Gaining the courage to speak in public can be life-changing for Toastmasters. For Jillian Haslam, DTM, it was not just life-changing; in many ways it was life-saving. Speaking up helped her leave a life of wretched poverty in a land where she barely belonged and barely survived. Eventually it became her path to help the lives of those in India who suffer now as she did as a child.
Haslam was born and primarily raised in Calcutta, the daughter of British parents who were born in India when it was part of the British Empire and chose to stay after the country gained its independence in August 1947. The family lived in poverty against the backdrop of unrest and violence after the partition of India and Pakistan.
Her family was loving but lacked stability, and much of her childhood was spent homeless, with family members often separated from one another when they couldn’t find or afford sufficient space for parents and children to all live together. Even when they were together, tragedy was never far. The family lost four out of the 10 children born to her parents to illness or malnutrition. It began to seem almost commonplace to Haslam.

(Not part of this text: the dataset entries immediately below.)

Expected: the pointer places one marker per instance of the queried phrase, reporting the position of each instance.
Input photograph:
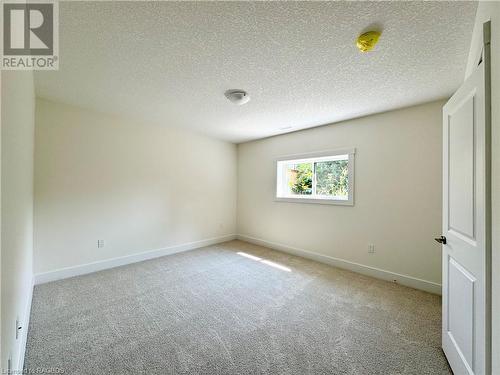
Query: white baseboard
(378, 273)
(24, 331)
(83, 269)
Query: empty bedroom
(205, 187)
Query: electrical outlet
(18, 328)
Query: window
(326, 177)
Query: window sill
(337, 202)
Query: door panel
(460, 302)
(464, 254)
(461, 168)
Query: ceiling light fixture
(238, 97)
(366, 41)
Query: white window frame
(312, 157)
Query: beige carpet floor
(233, 308)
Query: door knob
(441, 239)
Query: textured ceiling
(171, 62)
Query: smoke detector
(238, 97)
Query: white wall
(491, 11)
(18, 107)
(137, 186)
(397, 175)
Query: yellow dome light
(366, 41)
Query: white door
(466, 227)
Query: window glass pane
(332, 178)
(299, 178)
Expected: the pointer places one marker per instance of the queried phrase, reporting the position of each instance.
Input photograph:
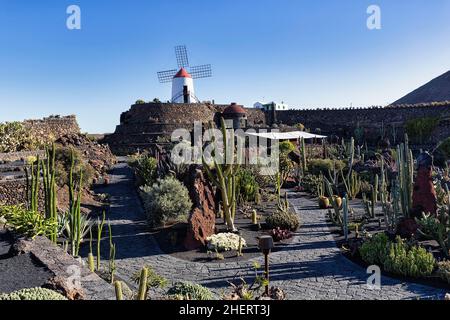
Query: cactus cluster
(224, 178)
(405, 164)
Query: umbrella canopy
(286, 135)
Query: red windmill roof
(234, 109)
(182, 74)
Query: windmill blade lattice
(166, 76)
(182, 58)
(203, 71)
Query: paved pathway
(309, 268)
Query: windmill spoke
(182, 58)
(166, 76)
(203, 71)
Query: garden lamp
(266, 245)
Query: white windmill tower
(182, 79)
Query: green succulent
(33, 294)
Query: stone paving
(311, 267)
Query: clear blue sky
(306, 53)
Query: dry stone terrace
(311, 267)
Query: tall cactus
(224, 177)
(352, 184)
(345, 216)
(34, 188)
(405, 178)
(351, 156)
(303, 154)
(49, 173)
(142, 294)
(376, 188)
(75, 219)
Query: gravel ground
(21, 272)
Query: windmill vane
(182, 79)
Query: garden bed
(166, 237)
(350, 247)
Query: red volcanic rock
(424, 194)
(407, 228)
(202, 220)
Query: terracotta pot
(338, 201)
(324, 202)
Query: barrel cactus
(33, 294)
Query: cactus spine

“It seemed that death took one of us and left one of us, then took another one of us and left one of us,” she says.
The stress of chronic poverty was compounded by abuse she endured at the hands of a woman who took Haslam and her sister in for a time; to discipline Haslam, she locked her in a small outhouse swarming with large cockroaches. Terror became part of ordinary life. In her autobiography, A Voice Out of Poverty, Haslam describes how her family fled in the middle of the night after being warned that gang members were planning to kidnap her older sister.

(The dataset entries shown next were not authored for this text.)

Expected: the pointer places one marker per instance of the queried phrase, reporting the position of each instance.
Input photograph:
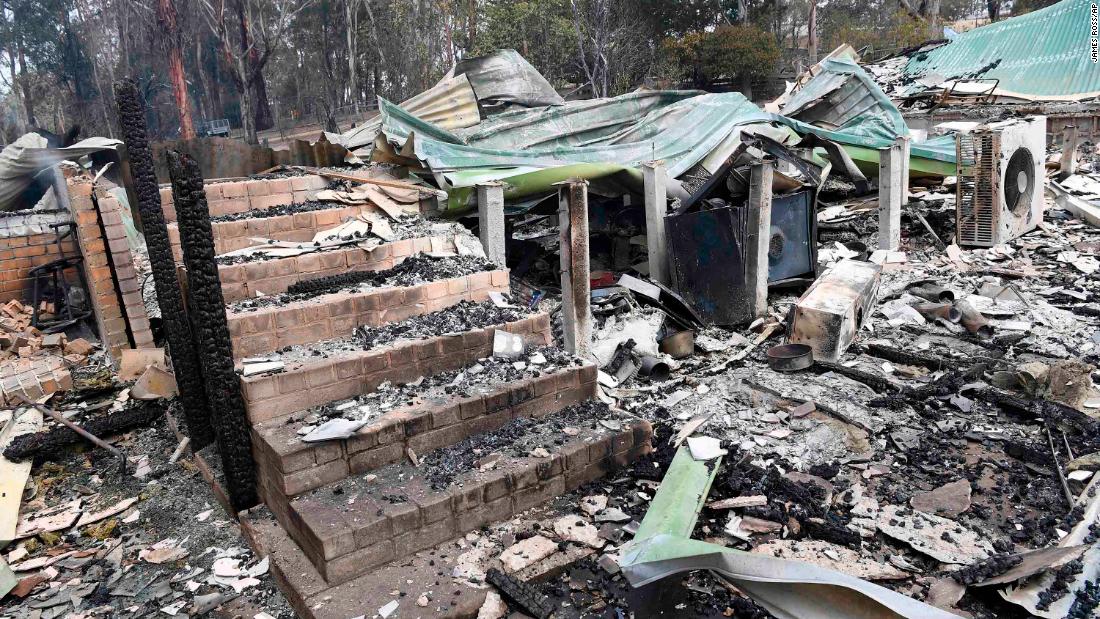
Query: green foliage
(728, 52)
(540, 30)
(879, 35)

Her childhood took its toll. After years of suffering and deprivation, as a teenager she developed episodes where she was unable to speak and would at times suffer bouts of dizziness and fall to the ground. She was never evaluated for the spells, but they kept her from leading a functional life, and from caring for her siblings. But as yet another sister was on the verge of dying, Haslam pushed through and found her voice.

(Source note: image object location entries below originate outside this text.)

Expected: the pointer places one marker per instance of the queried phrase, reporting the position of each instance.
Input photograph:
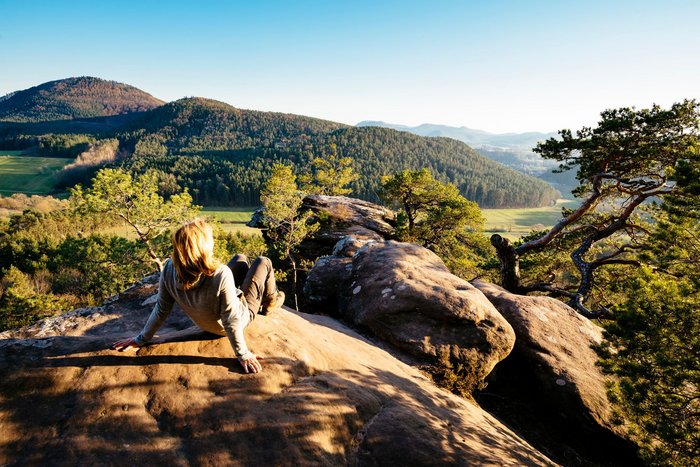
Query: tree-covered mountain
(510, 149)
(223, 154)
(82, 97)
(473, 137)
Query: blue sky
(496, 65)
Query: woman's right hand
(126, 344)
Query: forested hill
(70, 98)
(222, 154)
(198, 125)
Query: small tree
(627, 160)
(329, 175)
(435, 215)
(117, 195)
(287, 227)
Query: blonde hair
(193, 252)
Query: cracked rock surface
(326, 396)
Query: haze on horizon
(499, 66)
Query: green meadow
(24, 172)
(514, 223)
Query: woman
(206, 291)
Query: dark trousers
(256, 280)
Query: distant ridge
(73, 98)
(223, 154)
(513, 150)
(474, 138)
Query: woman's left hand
(252, 365)
(126, 344)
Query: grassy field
(232, 219)
(23, 172)
(514, 223)
(511, 223)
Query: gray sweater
(212, 303)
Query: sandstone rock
(553, 370)
(405, 295)
(324, 281)
(326, 396)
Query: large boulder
(326, 396)
(405, 295)
(552, 371)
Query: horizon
(531, 68)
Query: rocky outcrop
(552, 372)
(326, 396)
(338, 217)
(404, 294)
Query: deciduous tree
(115, 194)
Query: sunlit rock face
(552, 374)
(326, 396)
(404, 294)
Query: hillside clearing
(514, 223)
(23, 172)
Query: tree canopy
(630, 159)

“I ran to a tea shop with a little bowl and begged them to please just give me some milk to save my sister’s life,” recounts Haslam, a Toastmaster since 2010. “That was the very first time I understood that if I use my voice, if I could try to find the will to speak up, I would get some help …. [The tea shop owner] gave me the milk and every day I would go back with my bowl and beg him for that milk.”
Overcoming the Terror
Eventually, she was able to move out of that life of incessant poverty. After finishing high school, Haslam moved to Delhi, to live with her sister and enroll in a secretarial course. She saw a help wanted ad for assistant to the CEO of Bank of America and applied for it. She never imagined she would get the job, but out of over 200 applicants, she was chosen. However, the more Haslam succeeded, the more her mind returned to thoughts of poverty-stricken children and families in India. As she writes in her book:
The more poverty and devastation I saw in the streets, the more my personal world recalibrated each day, and how I saw myself changed as well. Day by day, what was becoming most important to me, what began to define me and my moral code, was steadily transforming.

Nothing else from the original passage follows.